Last September one of my old friends got married, to a lovely guy named Matt.
No, that isn’t Matt above. That’s Michael, her brother.
It was a great day. There were lots of old friends there that I hadn’t seen in years. It was particularly poignant as most of us had only ever really interacted (in the main, at least) in muddy fields at music festivals. Yet here we were, dressed up and there for one of our own doing something very grown up indeed.
Hannah had asked if I would be the photographer for the day, and I sadly had to say no. Both of my usual ‘wedding cameras’ had completely stopped working that same week, with no prospect of getting them fixed to a standard where I would trust them anytime soon. On top of that, I had just gotten engaged to Grace a few weeks prior, and my head was still spinning from the prospect of having to work out how on earth to navigate the mammoth task of dealing with the distance, and the visa process. I probably wasn’t a very good pal back then – something I regret.
All that aside, the day was great. In keeping with Hannah’s personality (and now, I’ve come to realise, Matt’s too), the day was fiercely unique and laid back. In the style of a music festival, there were big tents and mexican food from a kitschy van. Did I mention that the combined wedding/honeymoon vehicle was a VW Camper Van?
I vaguely remember taking my old Leica with me to get some pictures, with no promises that any would see the light of day. There were a couple of shots on the end of a reel I processed months ago, but to be honest I completely forgot that I had taken another full roll. It wasn’t till the other night when I found and developed this un-marked can of Neopan that I realised.
These are pictures that I thought were gone.

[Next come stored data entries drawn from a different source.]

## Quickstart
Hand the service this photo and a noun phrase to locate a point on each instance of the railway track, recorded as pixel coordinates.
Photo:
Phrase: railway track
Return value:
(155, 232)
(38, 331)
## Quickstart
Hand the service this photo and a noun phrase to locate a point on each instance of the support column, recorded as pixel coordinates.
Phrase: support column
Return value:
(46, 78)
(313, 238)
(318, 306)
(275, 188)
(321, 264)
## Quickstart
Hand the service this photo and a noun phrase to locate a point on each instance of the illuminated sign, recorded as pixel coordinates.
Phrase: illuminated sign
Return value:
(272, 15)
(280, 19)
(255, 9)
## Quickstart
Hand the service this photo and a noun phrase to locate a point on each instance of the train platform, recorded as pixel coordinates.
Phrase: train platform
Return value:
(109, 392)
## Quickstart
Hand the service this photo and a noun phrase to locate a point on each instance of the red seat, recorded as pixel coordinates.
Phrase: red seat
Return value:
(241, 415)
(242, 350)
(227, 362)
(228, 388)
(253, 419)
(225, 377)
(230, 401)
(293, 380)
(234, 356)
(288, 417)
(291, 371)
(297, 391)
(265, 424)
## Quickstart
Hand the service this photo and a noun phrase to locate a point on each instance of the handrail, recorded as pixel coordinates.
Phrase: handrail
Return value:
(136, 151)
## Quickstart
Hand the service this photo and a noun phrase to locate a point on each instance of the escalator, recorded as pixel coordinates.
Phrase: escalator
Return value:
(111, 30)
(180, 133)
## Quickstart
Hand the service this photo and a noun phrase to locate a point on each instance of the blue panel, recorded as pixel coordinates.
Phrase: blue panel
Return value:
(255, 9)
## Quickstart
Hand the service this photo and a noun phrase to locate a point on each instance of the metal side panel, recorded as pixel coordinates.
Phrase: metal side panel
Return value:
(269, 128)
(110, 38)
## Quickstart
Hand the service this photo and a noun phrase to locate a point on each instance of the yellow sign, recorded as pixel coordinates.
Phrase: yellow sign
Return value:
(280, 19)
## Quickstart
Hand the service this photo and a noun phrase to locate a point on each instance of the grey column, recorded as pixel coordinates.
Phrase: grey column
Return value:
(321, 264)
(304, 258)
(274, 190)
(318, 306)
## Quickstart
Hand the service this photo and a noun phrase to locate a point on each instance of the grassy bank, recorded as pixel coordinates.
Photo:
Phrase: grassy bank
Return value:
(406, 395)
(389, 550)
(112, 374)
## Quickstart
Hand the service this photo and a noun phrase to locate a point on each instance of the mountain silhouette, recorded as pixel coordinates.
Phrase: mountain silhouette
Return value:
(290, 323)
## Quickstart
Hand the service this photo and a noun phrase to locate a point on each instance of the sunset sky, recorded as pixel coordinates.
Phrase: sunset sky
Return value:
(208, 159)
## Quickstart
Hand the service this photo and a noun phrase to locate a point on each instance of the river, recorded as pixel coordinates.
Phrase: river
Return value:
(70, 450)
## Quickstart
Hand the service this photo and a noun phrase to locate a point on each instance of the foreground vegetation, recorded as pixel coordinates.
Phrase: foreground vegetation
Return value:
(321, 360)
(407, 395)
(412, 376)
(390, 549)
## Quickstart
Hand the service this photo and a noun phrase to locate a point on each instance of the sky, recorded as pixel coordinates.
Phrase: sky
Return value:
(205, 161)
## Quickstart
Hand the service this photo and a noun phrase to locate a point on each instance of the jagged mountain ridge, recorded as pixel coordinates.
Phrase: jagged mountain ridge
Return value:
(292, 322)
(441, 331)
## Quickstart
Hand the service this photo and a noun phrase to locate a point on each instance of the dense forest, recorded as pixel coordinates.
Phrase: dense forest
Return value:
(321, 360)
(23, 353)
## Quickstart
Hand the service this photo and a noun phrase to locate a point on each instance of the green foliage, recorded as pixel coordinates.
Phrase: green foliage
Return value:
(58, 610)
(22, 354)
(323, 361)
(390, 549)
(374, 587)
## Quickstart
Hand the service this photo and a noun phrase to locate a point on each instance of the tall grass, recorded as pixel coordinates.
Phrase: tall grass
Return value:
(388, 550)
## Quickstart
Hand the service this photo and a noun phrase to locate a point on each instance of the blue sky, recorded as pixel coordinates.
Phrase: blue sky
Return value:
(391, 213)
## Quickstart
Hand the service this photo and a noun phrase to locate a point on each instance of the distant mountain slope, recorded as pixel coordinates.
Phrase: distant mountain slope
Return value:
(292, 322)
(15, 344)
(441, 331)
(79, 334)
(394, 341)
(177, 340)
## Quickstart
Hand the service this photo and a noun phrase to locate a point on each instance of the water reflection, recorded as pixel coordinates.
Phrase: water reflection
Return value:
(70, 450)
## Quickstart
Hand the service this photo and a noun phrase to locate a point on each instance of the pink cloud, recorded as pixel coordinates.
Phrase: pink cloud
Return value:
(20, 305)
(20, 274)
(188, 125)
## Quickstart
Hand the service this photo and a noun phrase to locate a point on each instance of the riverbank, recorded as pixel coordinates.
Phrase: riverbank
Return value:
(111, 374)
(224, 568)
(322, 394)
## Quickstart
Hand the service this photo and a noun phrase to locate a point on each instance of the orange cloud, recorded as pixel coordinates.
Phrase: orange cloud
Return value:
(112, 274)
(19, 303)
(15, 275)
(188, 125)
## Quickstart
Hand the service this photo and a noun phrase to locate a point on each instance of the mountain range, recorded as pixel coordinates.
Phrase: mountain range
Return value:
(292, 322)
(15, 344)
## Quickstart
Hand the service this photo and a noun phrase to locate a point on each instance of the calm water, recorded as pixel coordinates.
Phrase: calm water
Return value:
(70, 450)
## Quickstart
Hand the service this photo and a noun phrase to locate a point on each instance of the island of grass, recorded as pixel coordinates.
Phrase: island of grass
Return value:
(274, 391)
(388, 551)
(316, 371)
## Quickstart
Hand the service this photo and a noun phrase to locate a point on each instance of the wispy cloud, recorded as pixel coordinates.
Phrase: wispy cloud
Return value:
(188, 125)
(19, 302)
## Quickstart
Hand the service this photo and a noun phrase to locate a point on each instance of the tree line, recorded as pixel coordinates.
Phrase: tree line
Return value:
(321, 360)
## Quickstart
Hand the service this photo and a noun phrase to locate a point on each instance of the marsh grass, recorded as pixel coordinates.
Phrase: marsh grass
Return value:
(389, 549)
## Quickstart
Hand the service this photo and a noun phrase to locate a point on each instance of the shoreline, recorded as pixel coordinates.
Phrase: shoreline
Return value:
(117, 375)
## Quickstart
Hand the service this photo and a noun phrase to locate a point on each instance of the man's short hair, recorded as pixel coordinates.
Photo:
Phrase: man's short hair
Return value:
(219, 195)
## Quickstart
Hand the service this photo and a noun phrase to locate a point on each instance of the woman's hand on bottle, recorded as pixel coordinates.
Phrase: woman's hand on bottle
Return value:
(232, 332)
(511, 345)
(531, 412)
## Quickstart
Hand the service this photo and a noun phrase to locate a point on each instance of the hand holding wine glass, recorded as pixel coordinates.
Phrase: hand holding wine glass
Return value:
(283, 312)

One of the best things about film is this sort of thing. Re-discovering moments that you had forgotten ever happened in the first place. The instant gratification of digital (for all of its ease) means that a bit of the wonder is lost along the way at times. This isn’t any sort of argument in favour of film as a medium; it is expensive, time consuming, and regularly a massive pain in the ass. Sometimes though, it can surprise you. I hope it surprises Hannah and Matt, in a good way. I hope that they remember bits about the day that might have slipped through in the sheer sensory overload that is a wedding. After all, that’s what photography is for… surely?